With Glenn Howard confirming that his longtime second, Brent Laing, is also joining Koe's rink, there are gale force winds blowing through Canadian curling on both the men's and women's sides.

Yesterday, Rachel Homan announced that her two-time Canadian championship team was parting ways with second Alison Kreviazuk and adding Joanne Courtney to the roster.

Sunday, Stoughton confirmed that his Manitoba championship team was splitting up, leaving him wondering about his future as well.

It's an unprecedented situation, really, with all these big changes being announced while the current season is still underway. It makes last year's bombshell announcement that John Morris was leaving the Martin rink (which was made after the season) seem quaint.

"I sure wish none of this stuff [came] out," Martin told CP. "I'm not exactly sure how it did but it's too bad."

The curling community has always been one filled with idle talk and lots and lots of behind-the-scenes stories, gossip and innuendo.

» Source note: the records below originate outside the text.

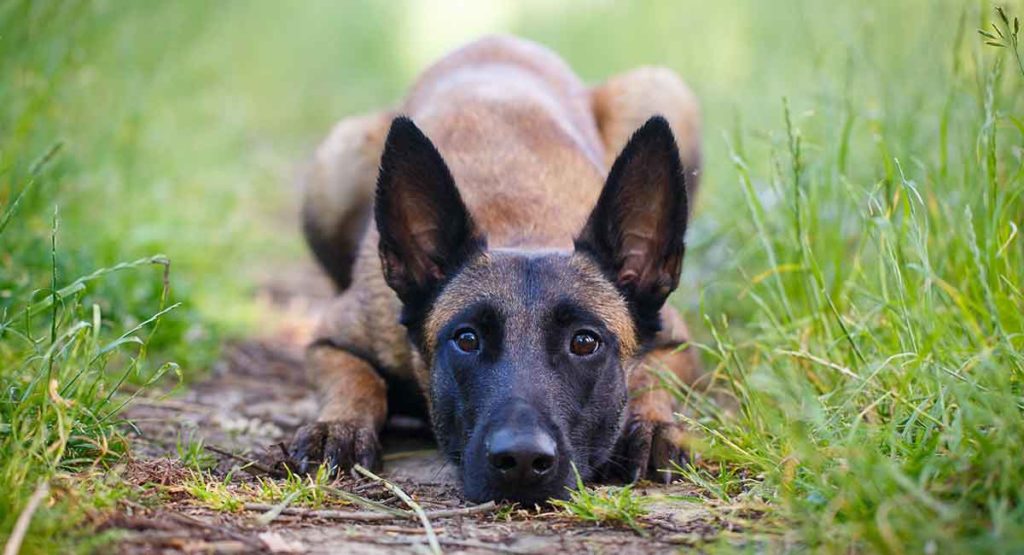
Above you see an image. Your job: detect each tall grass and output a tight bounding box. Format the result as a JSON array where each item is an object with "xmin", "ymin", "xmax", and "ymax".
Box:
[
  {"xmin": 1, "ymin": 1, "xmax": 400, "ymax": 551},
  {"xmin": 3, "ymin": 3, "xmax": 202, "ymax": 552},
  {"xmin": 0, "ymin": 158, "xmax": 179, "ymax": 552},
  {"xmin": 667, "ymin": 7, "xmax": 1024, "ymax": 552},
  {"xmin": 0, "ymin": 261, "xmax": 178, "ymax": 553}
]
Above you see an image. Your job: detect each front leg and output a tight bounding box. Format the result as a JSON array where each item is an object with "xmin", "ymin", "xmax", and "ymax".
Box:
[
  {"xmin": 289, "ymin": 344, "xmax": 387, "ymax": 473},
  {"xmin": 604, "ymin": 309, "xmax": 701, "ymax": 483}
]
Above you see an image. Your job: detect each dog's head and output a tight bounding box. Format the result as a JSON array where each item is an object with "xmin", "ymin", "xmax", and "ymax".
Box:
[{"xmin": 375, "ymin": 116, "xmax": 689, "ymax": 504}]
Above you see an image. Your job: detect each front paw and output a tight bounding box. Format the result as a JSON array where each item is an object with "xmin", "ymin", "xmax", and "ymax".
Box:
[
  {"xmin": 603, "ymin": 418, "xmax": 688, "ymax": 484},
  {"xmin": 288, "ymin": 420, "xmax": 382, "ymax": 475}
]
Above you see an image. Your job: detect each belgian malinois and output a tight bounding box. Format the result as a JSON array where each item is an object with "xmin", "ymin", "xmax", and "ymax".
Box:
[{"xmin": 294, "ymin": 36, "xmax": 701, "ymax": 504}]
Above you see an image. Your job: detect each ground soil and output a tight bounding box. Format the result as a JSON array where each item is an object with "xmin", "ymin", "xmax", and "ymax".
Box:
[{"xmin": 110, "ymin": 263, "xmax": 735, "ymax": 554}]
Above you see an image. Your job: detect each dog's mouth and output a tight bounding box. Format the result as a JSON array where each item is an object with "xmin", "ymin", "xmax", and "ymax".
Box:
[{"xmin": 459, "ymin": 455, "xmax": 574, "ymax": 505}]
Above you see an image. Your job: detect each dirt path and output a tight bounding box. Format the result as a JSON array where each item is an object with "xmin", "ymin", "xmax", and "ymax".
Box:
[{"xmin": 113, "ymin": 263, "xmax": 731, "ymax": 554}]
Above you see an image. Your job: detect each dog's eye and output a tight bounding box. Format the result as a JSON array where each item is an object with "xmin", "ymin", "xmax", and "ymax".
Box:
[
  {"xmin": 453, "ymin": 328, "xmax": 480, "ymax": 353},
  {"xmin": 569, "ymin": 331, "xmax": 600, "ymax": 356}
]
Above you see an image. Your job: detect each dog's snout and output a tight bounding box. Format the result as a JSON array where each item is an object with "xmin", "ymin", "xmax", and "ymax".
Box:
[
  {"xmin": 486, "ymin": 427, "xmax": 558, "ymax": 484},
  {"xmin": 476, "ymin": 399, "xmax": 565, "ymax": 497}
]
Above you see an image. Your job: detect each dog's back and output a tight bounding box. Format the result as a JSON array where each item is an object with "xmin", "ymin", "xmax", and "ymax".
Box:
[
  {"xmin": 304, "ymin": 36, "xmax": 699, "ymax": 291},
  {"xmin": 401, "ymin": 36, "xmax": 607, "ymax": 248}
]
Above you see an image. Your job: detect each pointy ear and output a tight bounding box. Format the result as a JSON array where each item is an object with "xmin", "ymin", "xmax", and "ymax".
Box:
[
  {"xmin": 375, "ymin": 117, "xmax": 485, "ymax": 307},
  {"xmin": 575, "ymin": 116, "xmax": 689, "ymax": 338}
]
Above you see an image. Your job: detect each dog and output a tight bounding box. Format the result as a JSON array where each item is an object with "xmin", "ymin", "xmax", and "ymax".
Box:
[{"xmin": 293, "ymin": 36, "xmax": 701, "ymax": 504}]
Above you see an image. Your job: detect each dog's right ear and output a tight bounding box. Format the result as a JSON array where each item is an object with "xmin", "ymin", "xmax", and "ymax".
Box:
[
  {"xmin": 375, "ymin": 117, "xmax": 485, "ymax": 307},
  {"xmin": 575, "ymin": 116, "xmax": 689, "ymax": 339}
]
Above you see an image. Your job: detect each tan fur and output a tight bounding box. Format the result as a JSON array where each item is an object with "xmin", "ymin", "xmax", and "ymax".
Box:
[
  {"xmin": 402, "ymin": 37, "xmax": 607, "ymax": 249},
  {"xmin": 307, "ymin": 345, "xmax": 388, "ymax": 428},
  {"xmin": 622, "ymin": 302, "xmax": 701, "ymax": 446},
  {"xmin": 566, "ymin": 254, "xmax": 641, "ymax": 359},
  {"xmin": 303, "ymin": 112, "xmax": 392, "ymax": 239},
  {"xmin": 303, "ymin": 35, "xmax": 702, "ymax": 451},
  {"xmin": 302, "ymin": 112, "xmax": 392, "ymax": 289},
  {"xmin": 591, "ymin": 67, "xmax": 702, "ymax": 198},
  {"xmin": 627, "ymin": 343, "xmax": 701, "ymax": 424}
]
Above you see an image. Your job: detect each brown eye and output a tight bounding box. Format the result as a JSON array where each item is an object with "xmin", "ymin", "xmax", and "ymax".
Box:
[
  {"xmin": 454, "ymin": 329, "xmax": 480, "ymax": 353},
  {"xmin": 569, "ymin": 331, "xmax": 600, "ymax": 356}
]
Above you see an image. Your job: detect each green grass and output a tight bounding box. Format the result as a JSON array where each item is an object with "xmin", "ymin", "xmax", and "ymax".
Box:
[
  {"xmin": 0, "ymin": 221, "xmax": 178, "ymax": 553},
  {"xmin": 182, "ymin": 469, "xmax": 247, "ymax": 513},
  {"xmin": 2, "ymin": 1, "xmax": 397, "ymax": 550},
  {"xmin": 552, "ymin": 466, "xmax": 652, "ymax": 535},
  {"xmin": 251, "ymin": 465, "xmax": 334, "ymax": 509},
  {"xmin": 662, "ymin": 6, "xmax": 1024, "ymax": 552},
  {"xmin": 178, "ymin": 465, "xmax": 337, "ymax": 514},
  {"xmin": 2, "ymin": 0, "xmax": 1023, "ymax": 553},
  {"xmin": 181, "ymin": 463, "xmax": 394, "ymax": 517},
  {"xmin": 175, "ymin": 430, "xmax": 217, "ymax": 471}
]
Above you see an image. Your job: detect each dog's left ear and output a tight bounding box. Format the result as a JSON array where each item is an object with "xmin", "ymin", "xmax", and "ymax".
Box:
[{"xmin": 575, "ymin": 116, "xmax": 689, "ymax": 335}]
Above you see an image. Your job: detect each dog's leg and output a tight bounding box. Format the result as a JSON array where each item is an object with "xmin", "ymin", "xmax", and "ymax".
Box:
[
  {"xmin": 606, "ymin": 307, "xmax": 702, "ymax": 483},
  {"xmin": 591, "ymin": 68, "xmax": 703, "ymax": 483},
  {"xmin": 289, "ymin": 344, "xmax": 387, "ymax": 473},
  {"xmin": 302, "ymin": 111, "xmax": 392, "ymax": 290},
  {"xmin": 591, "ymin": 67, "xmax": 702, "ymax": 200}
]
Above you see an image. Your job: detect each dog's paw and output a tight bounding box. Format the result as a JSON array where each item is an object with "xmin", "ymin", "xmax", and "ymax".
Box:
[
  {"xmin": 604, "ymin": 418, "xmax": 688, "ymax": 484},
  {"xmin": 288, "ymin": 420, "xmax": 381, "ymax": 475}
]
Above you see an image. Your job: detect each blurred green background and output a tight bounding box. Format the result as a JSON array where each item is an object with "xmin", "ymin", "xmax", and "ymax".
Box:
[{"xmin": 0, "ymin": 0, "xmax": 979, "ymax": 340}]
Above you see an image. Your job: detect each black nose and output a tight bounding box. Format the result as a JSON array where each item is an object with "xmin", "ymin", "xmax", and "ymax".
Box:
[{"xmin": 486, "ymin": 426, "xmax": 558, "ymax": 486}]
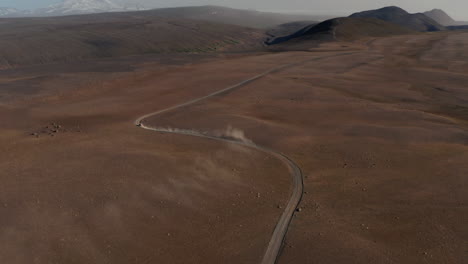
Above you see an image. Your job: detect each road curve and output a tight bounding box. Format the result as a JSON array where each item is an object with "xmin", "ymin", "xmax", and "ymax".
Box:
[{"xmin": 134, "ymin": 53, "xmax": 352, "ymax": 264}]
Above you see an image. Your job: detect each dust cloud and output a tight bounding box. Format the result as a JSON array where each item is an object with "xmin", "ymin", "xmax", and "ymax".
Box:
[{"xmin": 147, "ymin": 125, "xmax": 253, "ymax": 144}]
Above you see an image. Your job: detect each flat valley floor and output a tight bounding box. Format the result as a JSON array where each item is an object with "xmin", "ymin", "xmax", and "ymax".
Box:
[{"xmin": 1, "ymin": 32, "xmax": 467, "ymax": 263}]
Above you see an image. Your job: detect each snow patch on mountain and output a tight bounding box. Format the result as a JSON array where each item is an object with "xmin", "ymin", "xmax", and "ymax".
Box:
[
  {"xmin": 44, "ymin": 0, "xmax": 129, "ymax": 14},
  {"xmin": 0, "ymin": 7, "xmax": 21, "ymax": 17},
  {"xmin": 0, "ymin": 0, "xmax": 148, "ymax": 17}
]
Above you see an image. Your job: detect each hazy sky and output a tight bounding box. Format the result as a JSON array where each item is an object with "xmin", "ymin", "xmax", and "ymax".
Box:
[{"xmin": 3, "ymin": 0, "xmax": 468, "ymax": 20}]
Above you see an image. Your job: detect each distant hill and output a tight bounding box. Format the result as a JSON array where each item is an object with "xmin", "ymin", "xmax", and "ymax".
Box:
[
  {"xmin": 424, "ymin": 9, "xmax": 468, "ymax": 26},
  {"xmin": 0, "ymin": 12, "xmax": 267, "ymax": 68},
  {"xmin": 268, "ymin": 17, "xmax": 414, "ymax": 46},
  {"xmin": 350, "ymin": 6, "xmax": 445, "ymax": 32},
  {"xmin": 423, "ymin": 9, "xmax": 457, "ymax": 26},
  {"xmin": 137, "ymin": 6, "xmax": 316, "ymax": 29},
  {"xmin": 0, "ymin": 5, "xmax": 329, "ymax": 68},
  {"xmin": 0, "ymin": 4, "xmax": 316, "ymax": 29}
]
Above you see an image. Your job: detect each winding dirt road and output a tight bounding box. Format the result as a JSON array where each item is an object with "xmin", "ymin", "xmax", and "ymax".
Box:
[{"xmin": 134, "ymin": 53, "xmax": 352, "ymax": 263}]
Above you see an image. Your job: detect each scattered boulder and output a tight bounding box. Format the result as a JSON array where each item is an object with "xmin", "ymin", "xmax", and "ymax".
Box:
[{"xmin": 30, "ymin": 122, "xmax": 84, "ymax": 138}]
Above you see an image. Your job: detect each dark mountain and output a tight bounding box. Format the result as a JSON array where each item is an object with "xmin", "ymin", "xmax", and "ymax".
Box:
[
  {"xmin": 268, "ymin": 17, "xmax": 414, "ymax": 46},
  {"xmin": 266, "ymin": 21, "xmax": 317, "ymax": 43},
  {"xmin": 350, "ymin": 6, "xmax": 445, "ymax": 32},
  {"xmin": 424, "ymin": 9, "xmax": 457, "ymax": 26}
]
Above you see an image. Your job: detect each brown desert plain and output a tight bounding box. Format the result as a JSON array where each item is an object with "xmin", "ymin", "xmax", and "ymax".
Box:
[{"xmin": 1, "ymin": 25, "xmax": 468, "ymax": 264}]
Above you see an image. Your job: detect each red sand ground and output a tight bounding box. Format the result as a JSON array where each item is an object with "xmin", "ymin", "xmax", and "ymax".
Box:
[{"xmin": 1, "ymin": 31, "xmax": 467, "ymax": 263}]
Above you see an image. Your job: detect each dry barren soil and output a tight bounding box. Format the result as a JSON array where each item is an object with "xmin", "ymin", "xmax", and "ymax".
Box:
[{"xmin": 1, "ymin": 31, "xmax": 467, "ymax": 263}]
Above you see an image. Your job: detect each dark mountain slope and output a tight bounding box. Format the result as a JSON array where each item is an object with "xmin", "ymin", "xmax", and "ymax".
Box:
[
  {"xmin": 350, "ymin": 6, "xmax": 445, "ymax": 32},
  {"xmin": 268, "ymin": 17, "xmax": 414, "ymax": 45},
  {"xmin": 448, "ymin": 25, "xmax": 468, "ymax": 30},
  {"xmin": 266, "ymin": 21, "xmax": 318, "ymax": 43}
]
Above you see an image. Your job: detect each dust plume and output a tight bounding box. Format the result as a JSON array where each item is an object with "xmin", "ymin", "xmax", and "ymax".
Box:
[
  {"xmin": 213, "ymin": 125, "xmax": 253, "ymax": 144},
  {"xmin": 145, "ymin": 125, "xmax": 253, "ymax": 144}
]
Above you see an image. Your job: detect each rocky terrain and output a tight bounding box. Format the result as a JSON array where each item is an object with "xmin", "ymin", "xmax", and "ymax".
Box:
[{"xmin": 0, "ymin": 5, "xmax": 467, "ymax": 264}]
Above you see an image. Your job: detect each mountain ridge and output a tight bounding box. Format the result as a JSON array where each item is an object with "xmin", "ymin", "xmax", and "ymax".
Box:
[
  {"xmin": 424, "ymin": 9, "xmax": 457, "ymax": 26},
  {"xmin": 424, "ymin": 9, "xmax": 468, "ymax": 26},
  {"xmin": 0, "ymin": 2, "xmax": 315, "ymax": 29},
  {"xmin": 0, "ymin": 10, "xmax": 268, "ymax": 68},
  {"xmin": 350, "ymin": 6, "xmax": 445, "ymax": 32},
  {"xmin": 268, "ymin": 17, "xmax": 414, "ymax": 46}
]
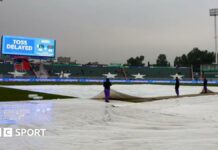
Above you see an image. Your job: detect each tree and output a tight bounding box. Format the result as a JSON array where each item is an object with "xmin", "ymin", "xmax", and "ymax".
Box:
[
  {"xmin": 187, "ymin": 48, "xmax": 215, "ymax": 72},
  {"xmin": 156, "ymin": 54, "xmax": 170, "ymax": 66},
  {"xmin": 174, "ymin": 47, "xmax": 215, "ymax": 72},
  {"xmin": 174, "ymin": 56, "xmax": 181, "ymax": 67},
  {"xmin": 126, "ymin": 55, "xmax": 145, "ymax": 66},
  {"xmin": 174, "ymin": 54, "xmax": 188, "ymax": 67}
]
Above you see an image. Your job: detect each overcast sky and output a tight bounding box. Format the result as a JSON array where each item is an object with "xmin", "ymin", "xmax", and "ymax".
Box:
[{"xmin": 0, "ymin": 0, "xmax": 218, "ymax": 64}]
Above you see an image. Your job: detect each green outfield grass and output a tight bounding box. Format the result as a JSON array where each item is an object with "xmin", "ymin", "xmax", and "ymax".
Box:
[
  {"xmin": 0, "ymin": 82, "xmax": 102, "ymax": 86},
  {"xmin": 0, "ymin": 87, "xmax": 74, "ymax": 102}
]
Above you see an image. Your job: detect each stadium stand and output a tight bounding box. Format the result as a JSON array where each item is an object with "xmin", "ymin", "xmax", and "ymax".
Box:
[
  {"xmin": 0, "ymin": 63, "xmax": 192, "ymax": 79},
  {"xmin": 201, "ymin": 64, "xmax": 218, "ymax": 79}
]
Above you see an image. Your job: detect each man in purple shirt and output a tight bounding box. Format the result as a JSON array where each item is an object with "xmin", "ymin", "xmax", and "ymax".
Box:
[{"xmin": 103, "ymin": 78, "xmax": 112, "ymax": 103}]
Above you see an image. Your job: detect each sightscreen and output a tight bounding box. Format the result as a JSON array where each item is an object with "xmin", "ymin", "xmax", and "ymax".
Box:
[{"xmin": 1, "ymin": 35, "xmax": 56, "ymax": 58}]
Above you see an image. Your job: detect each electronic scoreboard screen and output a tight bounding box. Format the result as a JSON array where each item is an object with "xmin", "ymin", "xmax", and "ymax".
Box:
[{"xmin": 1, "ymin": 35, "xmax": 56, "ymax": 58}]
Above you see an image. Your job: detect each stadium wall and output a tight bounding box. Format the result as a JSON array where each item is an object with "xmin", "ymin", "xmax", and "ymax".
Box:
[{"xmin": 0, "ymin": 63, "xmax": 192, "ymax": 79}]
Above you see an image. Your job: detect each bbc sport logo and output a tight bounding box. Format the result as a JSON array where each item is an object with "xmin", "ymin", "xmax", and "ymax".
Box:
[
  {"xmin": 0, "ymin": 128, "xmax": 13, "ymax": 137},
  {"xmin": 0, "ymin": 128, "xmax": 46, "ymax": 137}
]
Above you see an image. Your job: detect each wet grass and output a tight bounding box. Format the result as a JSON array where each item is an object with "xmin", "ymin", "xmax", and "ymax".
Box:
[
  {"xmin": 0, "ymin": 82, "xmax": 102, "ymax": 85},
  {"xmin": 0, "ymin": 87, "xmax": 74, "ymax": 102}
]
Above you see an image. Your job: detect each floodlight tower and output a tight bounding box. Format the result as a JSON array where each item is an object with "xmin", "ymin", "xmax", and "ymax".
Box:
[{"xmin": 210, "ymin": 8, "xmax": 218, "ymax": 64}]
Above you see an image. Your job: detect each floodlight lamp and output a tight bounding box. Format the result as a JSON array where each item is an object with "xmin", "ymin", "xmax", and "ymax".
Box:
[{"xmin": 210, "ymin": 8, "xmax": 218, "ymax": 16}]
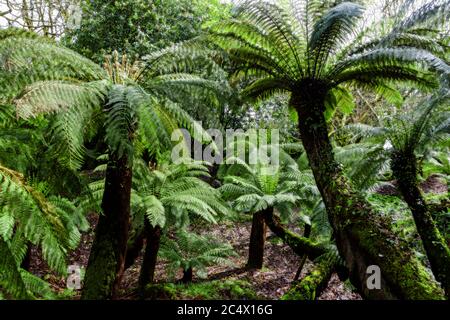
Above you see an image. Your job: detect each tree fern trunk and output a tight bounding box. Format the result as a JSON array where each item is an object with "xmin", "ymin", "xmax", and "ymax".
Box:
[
  {"xmin": 182, "ymin": 267, "xmax": 193, "ymax": 283},
  {"xmin": 290, "ymin": 88, "xmax": 445, "ymax": 299},
  {"xmin": 138, "ymin": 222, "xmax": 161, "ymax": 292},
  {"xmin": 124, "ymin": 229, "xmax": 146, "ymax": 270},
  {"xmin": 282, "ymin": 255, "xmax": 336, "ymax": 300},
  {"xmin": 391, "ymin": 151, "xmax": 450, "ymax": 297},
  {"xmin": 247, "ymin": 211, "xmax": 267, "ymax": 269},
  {"xmin": 82, "ymin": 154, "xmax": 132, "ymax": 300}
]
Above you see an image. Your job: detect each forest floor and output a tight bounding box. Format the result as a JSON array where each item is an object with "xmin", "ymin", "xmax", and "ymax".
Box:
[
  {"xmin": 29, "ymin": 214, "xmax": 361, "ymax": 300},
  {"xmin": 27, "ymin": 174, "xmax": 447, "ymax": 300}
]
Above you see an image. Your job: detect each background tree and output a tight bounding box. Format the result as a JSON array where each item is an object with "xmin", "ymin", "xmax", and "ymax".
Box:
[
  {"xmin": 63, "ymin": 0, "xmax": 230, "ymax": 62},
  {"xmin": 0, "ymin": 0, "xmax": 81, "ymax": 37}
]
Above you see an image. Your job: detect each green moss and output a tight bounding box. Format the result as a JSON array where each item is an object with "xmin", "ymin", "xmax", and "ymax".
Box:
[
  {"xmin": 143, "ymin": 280, "xmax": 259, "ymax": 300},
  {"xmin": 281, "ymin": 256, "xmax": 334, "ymax": 300},
  {"xmin": 354, "ymin": 216, "xmax": 445, "ymax": 299}
]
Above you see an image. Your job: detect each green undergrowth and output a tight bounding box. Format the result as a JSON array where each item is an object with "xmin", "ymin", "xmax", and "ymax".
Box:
[{"xmin": 143, "ymin": 279, "xmax": 259, "ymax": 300}]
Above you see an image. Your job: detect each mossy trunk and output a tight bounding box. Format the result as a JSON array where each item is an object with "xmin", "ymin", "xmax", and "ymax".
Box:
[
  {"xmin": 138, "ymin": 222, "xmax": 162, "ymax": 292},
  {"xmin": 282, "ymin": 255, "xmax": 336, "ymax": 300},
  {"xmin": 247, "ymin": 211, "xmax": 267, "ymax": 269},
  {"xmin": 81, "ymin": 154, "xmax": 132, "ymax": 300},
  {"xmin": 391, "ymin": 151, "xmax": 450, "ymax": 297},
  {"xmin": 290, "ymin": 86, "xmax": 445, "ymax": 300},
  {"xmin": 263, "ymin": 208, "xmax": 327, "ymax": 259}
]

Still, the amount of chatter this season has been taken to warp speed and announcements that usually come long after the pebbled ice has been shoveled out of the clubs are being made now. That three legendary skips have been affected by these moves and face uncertain futures is a little astounding as well.

And what of Koe's current team?

Halfway around the world, a squad that knows it won't exist in a month is representing Canada at the World Championships. That may not necessarily be a first, but to have it be public knowledge, is. If the team struggles in Beijing, there are those who will question whether their hearts were truly in it and whether their minds might, instead, have been on the next Olympic cycle.

Koe wouldn't comment before he left for Beijing, nor would any of his current teammates. Laing declined comment as did Hebert, according to CP. At the time of this posting, I had not heard back from Kennedy. That their formal announcement was jumped by Howard and Martin may not sit well with them.

Koe already has a hell of a team. With Hebert, Laing and Kennedy he will have another one, that is beyond doubt.

The merging of all that talent will ripple throughout the curling world as Martin and Howard head into the off-season with holes to fill. Combined with Stoughton's unsettled situation, there may never before have been a wind up to a season filled with such intrigue.

With all these teams getting together, in April, in Summerside and with so many of them knowing it will be their last major event together, maybe organizers ought to rename it the "Ex-Players' Championship."

A major Canadian curling sea change is underway.